I'm working in a simple program that calculates the root of any given function using Newton-Raphson's method. In this program I have to print the found root and the number of iterations made. The program itself is fine, I can find the root of any given function but I can't count properly the number of iterations. It is always 5 over the max. number of iterations or 1 less than it. Here's the code in C++:

#include <iostream>
#include <math.h>
#include <stdlib.h>

using namespace std;

double f(float x)
{
  double function1;
  function1 = exp(x)- 4*pow(x,2); // given function
  return function1;
}

double derivative(float x)
{
  double derivative1;
  derivative1 = exp(x) - 8*x; // derivative of given function
  return derivative1;
}


void newtonMethod(double x0, double error, int N)
{
  double xNext, xPrevious, root;
  int k;

  xPrevious = x0;

  for(int i = 0; i < N || f(xNext) > error; i++)
  {
    xNext = xPrevious - (f(xPrevious)/derivative(xPrevious)); // calculates the next value of x
    xPrevious = xNext;
    root = xNext;
    k = i;
}
cout << endl;
cout << "Iterations made: " << k << endl;
cout << endl;
cout << endl;
cout << endl;
cout << "Root is:  " << root << endl;


}

int main()
{
  double x0, error;
  int N; // max. number of iterations you can do
  cout << "Enter x0: ";
  cin >> x0;
  cout << "Enter the error: ";
  cin >> error;
  cout << "Enter the max. number of iterations: ";
  cin >> N;
  newtonMethod(x0, error, N);
 }

And I'm pretty sure the error is in this piece of code:

;i < N || f(xNext) > error;

If I run this program and put N = 100, it shows the right root but it prints "Iterations made = 99" but this is wrong. What do I do to print the right number of iterations made? For example, for the function in the program above (e^x - 4x²) it should stop in the fourth iteration if I enter x0 = 0.5 and error = 0.0001. How to fix it?

Answer 1

To answer your question, which was why the following piece of code does not work:

;i < N || f(xNext) > error;

It is simply because that, in a for loop condition, it is a continuing condition that is evaluated, and not a stopping condition. In the above piece of code, what you are telling the compiler is: continue the loop as long as either i < N is true or f(xNext) > error is true. Therefore, when you input x0 = 0.5, error = 0.0001 and N = 100, what the loop does is that it will not stop until both criteria are false, i.e. when i reaches N AND the tolerance in f(x) is smaller than error.
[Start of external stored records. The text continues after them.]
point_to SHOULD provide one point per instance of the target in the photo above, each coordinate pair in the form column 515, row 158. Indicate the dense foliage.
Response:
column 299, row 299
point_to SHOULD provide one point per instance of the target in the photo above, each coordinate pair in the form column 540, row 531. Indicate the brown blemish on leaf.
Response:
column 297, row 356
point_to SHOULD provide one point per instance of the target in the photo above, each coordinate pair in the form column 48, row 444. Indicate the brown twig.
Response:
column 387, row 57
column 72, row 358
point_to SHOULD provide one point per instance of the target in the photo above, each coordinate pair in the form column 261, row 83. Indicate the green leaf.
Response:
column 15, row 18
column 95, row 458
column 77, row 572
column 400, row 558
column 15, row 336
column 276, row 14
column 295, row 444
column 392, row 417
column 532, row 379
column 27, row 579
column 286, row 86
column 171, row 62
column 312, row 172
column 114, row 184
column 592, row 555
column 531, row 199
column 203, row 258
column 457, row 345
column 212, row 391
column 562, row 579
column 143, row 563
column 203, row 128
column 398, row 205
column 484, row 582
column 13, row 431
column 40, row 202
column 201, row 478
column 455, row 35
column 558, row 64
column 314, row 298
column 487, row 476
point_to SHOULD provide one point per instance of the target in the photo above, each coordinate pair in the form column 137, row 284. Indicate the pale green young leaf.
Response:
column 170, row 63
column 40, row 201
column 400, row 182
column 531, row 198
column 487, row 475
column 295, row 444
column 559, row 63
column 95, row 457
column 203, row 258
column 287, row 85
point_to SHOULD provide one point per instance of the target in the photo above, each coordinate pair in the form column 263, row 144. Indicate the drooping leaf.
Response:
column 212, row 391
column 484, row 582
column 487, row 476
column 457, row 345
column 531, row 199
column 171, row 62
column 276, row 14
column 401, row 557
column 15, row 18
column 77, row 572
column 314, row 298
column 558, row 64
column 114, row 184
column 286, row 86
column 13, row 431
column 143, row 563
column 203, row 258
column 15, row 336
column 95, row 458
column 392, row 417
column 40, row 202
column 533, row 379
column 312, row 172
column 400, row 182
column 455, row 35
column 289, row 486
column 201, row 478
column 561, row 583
Now, the solution is simply to swap the || operator to && operator. Like this:

i < N && f(xNext) > error;

but then, your xNext is not initialized. Because that your xNext and xPrevious are equal at the end of each loop, I would simply put xPrevious instead. In addition, as @Rathat has written, evaluating your tolerance in f(x) should take its absolute value, so:

i < N && abs(f(xPrevious)) > error;

Finally, you should output the number of iterations as k + 1 since you started with i = 0.

This should solve your problem.

Answer 2

thanks for all the answers. I found out what's wrong besides the logic behind the for condition that @yuxiangDev explained very well. Despite @RatHat code being totally right the error was in the math.h library I was using. I tried with <cmath> and it worked really well! lol.